Port-royal au prisme du roman
(1657-2004)
Laurence Plazenet
Le monastère de Port-Royal est évoqué avec une régularité et une insistance surprenantes
dans le roman français de 1657 à 2006. L’enquête recense la façon dont il figure dans les
textes, à titre de référence purement occasionnelle ou de sujet, par le biais de descriptions
spontanées ou d’évocations livresques, qui ramènent alors toutes au Port-Royal de Sainte-Beuve.
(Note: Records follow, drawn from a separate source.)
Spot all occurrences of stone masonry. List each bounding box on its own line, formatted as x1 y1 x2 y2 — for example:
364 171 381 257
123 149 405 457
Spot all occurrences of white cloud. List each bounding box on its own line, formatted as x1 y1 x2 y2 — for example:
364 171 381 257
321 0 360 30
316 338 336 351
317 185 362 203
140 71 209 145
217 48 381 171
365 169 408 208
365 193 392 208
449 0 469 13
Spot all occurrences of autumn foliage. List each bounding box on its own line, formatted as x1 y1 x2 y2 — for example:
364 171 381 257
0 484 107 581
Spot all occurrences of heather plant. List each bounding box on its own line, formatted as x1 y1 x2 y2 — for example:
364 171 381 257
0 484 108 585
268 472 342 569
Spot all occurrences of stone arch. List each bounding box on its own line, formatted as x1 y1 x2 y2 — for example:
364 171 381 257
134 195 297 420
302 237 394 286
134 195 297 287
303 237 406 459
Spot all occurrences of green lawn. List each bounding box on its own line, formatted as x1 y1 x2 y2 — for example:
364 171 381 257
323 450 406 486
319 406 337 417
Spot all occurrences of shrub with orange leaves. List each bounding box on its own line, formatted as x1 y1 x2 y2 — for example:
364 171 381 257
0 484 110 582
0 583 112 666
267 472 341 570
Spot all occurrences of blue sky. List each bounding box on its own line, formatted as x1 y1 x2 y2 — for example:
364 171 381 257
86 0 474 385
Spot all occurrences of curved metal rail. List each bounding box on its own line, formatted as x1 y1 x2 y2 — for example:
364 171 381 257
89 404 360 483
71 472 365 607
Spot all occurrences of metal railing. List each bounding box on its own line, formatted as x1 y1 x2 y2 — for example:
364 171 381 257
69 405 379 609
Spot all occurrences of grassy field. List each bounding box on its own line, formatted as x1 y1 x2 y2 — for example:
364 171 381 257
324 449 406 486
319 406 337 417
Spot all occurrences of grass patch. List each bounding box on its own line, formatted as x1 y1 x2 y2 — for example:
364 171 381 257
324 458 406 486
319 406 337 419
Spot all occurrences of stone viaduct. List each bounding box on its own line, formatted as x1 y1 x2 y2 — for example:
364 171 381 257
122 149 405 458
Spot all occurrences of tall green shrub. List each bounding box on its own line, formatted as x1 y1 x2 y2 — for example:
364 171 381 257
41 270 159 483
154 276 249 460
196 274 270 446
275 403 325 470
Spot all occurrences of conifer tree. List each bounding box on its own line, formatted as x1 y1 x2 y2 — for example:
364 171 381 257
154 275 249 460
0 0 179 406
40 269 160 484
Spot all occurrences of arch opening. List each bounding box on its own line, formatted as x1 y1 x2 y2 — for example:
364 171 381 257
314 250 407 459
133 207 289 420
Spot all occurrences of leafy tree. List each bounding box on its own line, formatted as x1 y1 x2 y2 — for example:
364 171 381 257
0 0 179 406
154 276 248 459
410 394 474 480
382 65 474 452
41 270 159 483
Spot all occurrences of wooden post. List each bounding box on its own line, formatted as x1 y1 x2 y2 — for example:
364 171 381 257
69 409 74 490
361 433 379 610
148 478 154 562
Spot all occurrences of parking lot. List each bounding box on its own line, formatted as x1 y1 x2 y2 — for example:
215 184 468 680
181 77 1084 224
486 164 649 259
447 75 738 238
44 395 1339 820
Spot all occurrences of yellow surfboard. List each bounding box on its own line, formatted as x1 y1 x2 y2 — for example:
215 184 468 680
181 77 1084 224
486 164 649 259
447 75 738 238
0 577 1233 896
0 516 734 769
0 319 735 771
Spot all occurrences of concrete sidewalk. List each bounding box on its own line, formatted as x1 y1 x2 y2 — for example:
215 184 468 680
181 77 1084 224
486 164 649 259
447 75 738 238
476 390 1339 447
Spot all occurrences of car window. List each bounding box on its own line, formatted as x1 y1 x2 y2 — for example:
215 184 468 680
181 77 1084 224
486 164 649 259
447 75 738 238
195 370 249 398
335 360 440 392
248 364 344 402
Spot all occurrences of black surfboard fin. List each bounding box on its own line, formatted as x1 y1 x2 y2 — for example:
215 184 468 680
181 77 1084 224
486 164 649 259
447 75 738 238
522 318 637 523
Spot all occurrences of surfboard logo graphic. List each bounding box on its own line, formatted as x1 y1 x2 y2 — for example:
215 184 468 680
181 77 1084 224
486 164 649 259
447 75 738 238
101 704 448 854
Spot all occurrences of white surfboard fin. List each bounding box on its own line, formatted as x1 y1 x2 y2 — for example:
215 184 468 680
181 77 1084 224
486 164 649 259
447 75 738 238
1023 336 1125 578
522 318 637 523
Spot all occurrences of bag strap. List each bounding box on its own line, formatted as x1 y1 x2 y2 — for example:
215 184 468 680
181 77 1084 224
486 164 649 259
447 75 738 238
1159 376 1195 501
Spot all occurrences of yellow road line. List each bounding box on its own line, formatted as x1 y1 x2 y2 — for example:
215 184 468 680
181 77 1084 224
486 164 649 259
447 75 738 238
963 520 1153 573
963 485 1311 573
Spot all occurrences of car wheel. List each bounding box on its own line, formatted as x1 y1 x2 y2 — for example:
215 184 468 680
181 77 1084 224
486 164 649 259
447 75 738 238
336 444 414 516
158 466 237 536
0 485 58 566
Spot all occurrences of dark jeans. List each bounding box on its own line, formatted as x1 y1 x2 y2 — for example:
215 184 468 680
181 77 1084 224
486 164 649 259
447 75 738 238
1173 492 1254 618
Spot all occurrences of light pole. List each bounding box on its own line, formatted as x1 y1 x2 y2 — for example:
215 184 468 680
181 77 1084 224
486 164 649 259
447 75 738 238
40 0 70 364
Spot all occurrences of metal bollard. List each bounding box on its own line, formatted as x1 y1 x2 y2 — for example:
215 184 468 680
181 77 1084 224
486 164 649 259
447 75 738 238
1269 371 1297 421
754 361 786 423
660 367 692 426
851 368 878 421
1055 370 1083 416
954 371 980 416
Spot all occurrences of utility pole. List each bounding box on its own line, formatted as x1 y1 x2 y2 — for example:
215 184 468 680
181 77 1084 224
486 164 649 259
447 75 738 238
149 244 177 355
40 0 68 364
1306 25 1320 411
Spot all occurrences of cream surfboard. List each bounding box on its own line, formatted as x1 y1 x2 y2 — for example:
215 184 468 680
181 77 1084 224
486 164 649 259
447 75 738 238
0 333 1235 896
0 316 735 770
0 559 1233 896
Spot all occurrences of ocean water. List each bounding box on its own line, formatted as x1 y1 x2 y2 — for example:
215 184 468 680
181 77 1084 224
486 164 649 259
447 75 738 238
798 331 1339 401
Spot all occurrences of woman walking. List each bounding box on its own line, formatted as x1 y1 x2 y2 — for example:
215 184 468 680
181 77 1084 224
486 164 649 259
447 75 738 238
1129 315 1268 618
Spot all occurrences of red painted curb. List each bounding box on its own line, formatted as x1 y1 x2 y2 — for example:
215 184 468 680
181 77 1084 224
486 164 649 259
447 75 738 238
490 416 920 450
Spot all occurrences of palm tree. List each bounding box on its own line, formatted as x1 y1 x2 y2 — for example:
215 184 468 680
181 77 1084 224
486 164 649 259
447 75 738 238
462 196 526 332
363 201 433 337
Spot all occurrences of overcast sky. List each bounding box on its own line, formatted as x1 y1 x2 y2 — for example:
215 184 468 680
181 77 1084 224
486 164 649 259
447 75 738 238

L’étude de l’image que le genre romanesque donne du monastère permet ensuite de
repérer certaines constantes (Port-Royal des Champs, quelques Solitaires, le motif du jardin
d’Eden). Elles dénotent un parti pris d’idéalisation et une étroite imbrication, chez les auteurs
concernés, du motif constitué par Port-Royal avec la notion d’un classicisme français.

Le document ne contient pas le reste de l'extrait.